Remove Duplicates from Sorted Array

Follow up for "Remove Duplicates": What if duplicates are allowed at most twice?

For example, Given sorted array nums = [1,1,1,2,2,3],

Your function should return length = 5, with the first five elements of nums being 1, 1, 2, 2 and 3. It doesn't matter what you leave beyond the new length.

Solution: Using selection sort with a flag

We use a flag to mark whether the duplicate has appeared twice, if so we can remove the new element.
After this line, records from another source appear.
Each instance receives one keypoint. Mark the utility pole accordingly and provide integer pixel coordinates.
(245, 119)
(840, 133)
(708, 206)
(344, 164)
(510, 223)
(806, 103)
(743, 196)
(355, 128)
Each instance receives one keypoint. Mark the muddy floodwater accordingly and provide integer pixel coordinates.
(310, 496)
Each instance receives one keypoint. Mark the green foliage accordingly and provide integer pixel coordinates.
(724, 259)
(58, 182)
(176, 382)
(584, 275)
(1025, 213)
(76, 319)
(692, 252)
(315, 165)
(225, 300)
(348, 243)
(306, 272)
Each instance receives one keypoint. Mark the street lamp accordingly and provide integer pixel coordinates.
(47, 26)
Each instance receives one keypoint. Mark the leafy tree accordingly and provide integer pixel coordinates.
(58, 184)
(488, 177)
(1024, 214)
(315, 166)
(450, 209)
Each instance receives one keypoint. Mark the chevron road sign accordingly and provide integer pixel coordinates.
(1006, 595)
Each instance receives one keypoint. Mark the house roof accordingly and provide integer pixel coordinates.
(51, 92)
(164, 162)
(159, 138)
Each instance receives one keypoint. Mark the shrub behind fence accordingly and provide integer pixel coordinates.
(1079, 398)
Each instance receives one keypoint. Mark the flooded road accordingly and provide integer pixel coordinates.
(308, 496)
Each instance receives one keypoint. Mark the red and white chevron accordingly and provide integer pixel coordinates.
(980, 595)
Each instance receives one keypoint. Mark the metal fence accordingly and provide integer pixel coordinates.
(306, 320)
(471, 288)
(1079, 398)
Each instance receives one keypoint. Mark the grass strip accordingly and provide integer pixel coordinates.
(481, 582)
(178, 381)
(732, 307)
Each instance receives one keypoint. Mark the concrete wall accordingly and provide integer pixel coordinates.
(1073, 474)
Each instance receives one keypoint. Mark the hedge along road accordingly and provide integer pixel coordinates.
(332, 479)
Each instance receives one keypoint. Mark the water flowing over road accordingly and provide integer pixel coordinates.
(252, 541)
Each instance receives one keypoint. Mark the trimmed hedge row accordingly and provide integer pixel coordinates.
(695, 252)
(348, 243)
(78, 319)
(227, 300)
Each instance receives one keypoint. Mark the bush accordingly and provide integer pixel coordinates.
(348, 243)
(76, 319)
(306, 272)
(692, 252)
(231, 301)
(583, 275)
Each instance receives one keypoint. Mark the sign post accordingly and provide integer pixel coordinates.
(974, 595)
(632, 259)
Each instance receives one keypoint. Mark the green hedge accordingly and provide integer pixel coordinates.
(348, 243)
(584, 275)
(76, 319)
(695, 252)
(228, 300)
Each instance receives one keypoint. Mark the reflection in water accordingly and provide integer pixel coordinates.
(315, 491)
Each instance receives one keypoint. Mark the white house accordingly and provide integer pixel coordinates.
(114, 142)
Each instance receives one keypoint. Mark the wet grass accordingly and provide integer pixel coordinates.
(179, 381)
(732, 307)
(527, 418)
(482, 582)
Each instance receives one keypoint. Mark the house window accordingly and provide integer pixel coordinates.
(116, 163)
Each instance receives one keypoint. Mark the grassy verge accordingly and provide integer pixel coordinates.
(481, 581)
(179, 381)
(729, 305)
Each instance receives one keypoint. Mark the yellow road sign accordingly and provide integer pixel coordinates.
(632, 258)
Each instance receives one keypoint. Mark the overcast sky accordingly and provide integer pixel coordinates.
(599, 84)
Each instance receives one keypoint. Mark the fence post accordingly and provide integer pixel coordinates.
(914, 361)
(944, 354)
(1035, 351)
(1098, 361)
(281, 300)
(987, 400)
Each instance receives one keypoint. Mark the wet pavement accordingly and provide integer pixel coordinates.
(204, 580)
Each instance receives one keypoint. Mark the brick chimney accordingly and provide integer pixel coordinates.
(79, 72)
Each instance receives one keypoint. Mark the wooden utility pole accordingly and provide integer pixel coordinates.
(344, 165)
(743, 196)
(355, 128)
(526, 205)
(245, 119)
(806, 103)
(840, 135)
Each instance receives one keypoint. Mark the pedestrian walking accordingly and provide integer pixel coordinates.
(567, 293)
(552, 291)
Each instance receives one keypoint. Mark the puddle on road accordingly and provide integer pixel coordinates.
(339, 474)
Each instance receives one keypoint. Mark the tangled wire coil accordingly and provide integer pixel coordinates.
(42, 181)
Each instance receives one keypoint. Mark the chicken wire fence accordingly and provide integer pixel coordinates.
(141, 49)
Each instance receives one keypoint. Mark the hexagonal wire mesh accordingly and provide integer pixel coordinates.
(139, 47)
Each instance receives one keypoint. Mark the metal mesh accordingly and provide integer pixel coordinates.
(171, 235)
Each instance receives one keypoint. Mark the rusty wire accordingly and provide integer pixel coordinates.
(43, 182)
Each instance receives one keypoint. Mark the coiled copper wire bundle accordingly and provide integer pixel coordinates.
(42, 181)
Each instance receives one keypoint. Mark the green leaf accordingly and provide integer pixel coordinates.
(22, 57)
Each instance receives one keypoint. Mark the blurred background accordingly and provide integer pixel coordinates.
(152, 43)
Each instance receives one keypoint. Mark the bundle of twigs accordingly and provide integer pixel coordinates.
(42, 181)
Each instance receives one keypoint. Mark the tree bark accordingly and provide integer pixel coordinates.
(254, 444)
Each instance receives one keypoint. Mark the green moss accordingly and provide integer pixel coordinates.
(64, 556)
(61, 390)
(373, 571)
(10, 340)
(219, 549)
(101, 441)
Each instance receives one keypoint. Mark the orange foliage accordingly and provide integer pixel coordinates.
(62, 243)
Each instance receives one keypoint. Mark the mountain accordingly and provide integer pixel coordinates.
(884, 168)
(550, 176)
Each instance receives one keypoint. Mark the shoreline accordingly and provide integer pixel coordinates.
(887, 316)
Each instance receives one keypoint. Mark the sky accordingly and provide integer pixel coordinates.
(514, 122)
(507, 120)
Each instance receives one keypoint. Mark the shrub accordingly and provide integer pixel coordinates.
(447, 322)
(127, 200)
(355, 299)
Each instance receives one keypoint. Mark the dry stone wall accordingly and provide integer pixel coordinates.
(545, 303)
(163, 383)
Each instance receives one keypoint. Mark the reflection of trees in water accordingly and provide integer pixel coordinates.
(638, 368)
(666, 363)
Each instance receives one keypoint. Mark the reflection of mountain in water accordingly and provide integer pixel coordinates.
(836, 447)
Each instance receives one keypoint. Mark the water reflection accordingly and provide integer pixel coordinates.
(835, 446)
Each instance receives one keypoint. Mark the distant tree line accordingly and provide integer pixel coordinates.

int removeDuplicates(vector<int>& nums) {
    if(nums.empty()) return 0;

    bool flag = false;
    int index = 0;
    for(int i=1; i<nums.size(); i++) {
        if(nums[index] < nums[i]) {
            index += 1;
            swap(nums[index], nums[i]);
            flag = false;
        } else if(!flag) {
            index += 1;
            swap(nums[index], nums[i]);
            flag = true;
        }
    }
    return index+1;
}

Solution: Using simple compare

We can just compare the element with the second last element, because the last two element might be the same. In this way, we can ensure that there won't be more than two duplicate.

int removeDuplicates(vector<int>& nums) {
    int index = 0;
    for(auto num: nums) {
        if(index < 2 || nums[index-2] < num) {
            nums[index++] = num;
        }
    }
    return index;
}